Big problem with regular expression in Lex (lexical analyzer)
- by Nazgulled
Hi,
I have some content like this:
author = "Marjan Mernik and Viljem Zumer",
title = "Implementation of multiple attribute grammar inheritance in the tool LISA",
year = 1999
author = "Manfred Broy and Martin Wirsing",
title = "Generalized
Heterogeneous Algebras and
Partial Interpretations",
year = 1983
author = "Ikuo Nakata and Masataka Sassa",
title = "L-Attributed LL(1)-Grammars are
LR-Attributed",
journal = "Information Processing Letters"
And I need to catch everything between double quotes for title. My first try was this:
^(" "|\t)+"title"" "*=" "*"\"".+"\","
Which catches the first example, but not the other two. The other have multiple lines and that's the problem. I though about changing to something with \n somewhere to allow multiple lines, like this:
^(" "|\t)+"title"" "*=" "*"\""(.|\n)+"\","
But this doesn't help, instead, it catches everything.

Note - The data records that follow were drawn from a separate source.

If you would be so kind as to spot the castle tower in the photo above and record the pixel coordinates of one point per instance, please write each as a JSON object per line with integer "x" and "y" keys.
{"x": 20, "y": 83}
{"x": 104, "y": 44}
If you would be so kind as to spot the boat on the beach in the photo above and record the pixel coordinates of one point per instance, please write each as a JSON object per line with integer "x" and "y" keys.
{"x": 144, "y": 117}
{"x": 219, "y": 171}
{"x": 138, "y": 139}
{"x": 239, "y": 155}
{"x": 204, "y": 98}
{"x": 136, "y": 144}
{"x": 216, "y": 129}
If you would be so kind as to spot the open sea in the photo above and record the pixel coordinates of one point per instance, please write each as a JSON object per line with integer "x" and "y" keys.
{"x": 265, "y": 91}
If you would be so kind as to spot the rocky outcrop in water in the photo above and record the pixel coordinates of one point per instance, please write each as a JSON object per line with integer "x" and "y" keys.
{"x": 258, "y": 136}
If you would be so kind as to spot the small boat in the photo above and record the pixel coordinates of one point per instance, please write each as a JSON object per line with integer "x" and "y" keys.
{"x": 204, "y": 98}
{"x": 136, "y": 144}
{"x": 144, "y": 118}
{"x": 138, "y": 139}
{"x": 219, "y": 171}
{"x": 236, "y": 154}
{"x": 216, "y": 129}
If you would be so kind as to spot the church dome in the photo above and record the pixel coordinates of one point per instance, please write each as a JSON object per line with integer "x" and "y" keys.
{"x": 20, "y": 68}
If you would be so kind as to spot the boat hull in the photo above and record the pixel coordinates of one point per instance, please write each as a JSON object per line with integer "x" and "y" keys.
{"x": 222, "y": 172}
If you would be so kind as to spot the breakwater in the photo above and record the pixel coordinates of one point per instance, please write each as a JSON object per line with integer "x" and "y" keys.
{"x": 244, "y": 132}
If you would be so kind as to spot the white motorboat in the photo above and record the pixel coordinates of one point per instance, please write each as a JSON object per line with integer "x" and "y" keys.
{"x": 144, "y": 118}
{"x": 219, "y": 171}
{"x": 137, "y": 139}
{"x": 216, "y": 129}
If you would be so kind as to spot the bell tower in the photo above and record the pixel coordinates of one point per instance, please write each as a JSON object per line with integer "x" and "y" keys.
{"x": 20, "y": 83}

Than I though, "what I want is between double quotes, what if I catch everything until I find another " followed by ,? This way I could know if I was at the end of the title or not, no matter the number of lines, like this:
^(" "|\t)+"title"" "*=" "*"\""[^"\""]+","
But this has another problem... The example above doesn't have it, but the double quote symbol (") can be in between the title declaration. For instance:
title = "aaaaaaa \"X bbbbbb",
And yes, it will always be preceded by a backslash (\).
Any suggestions to fix this regexp?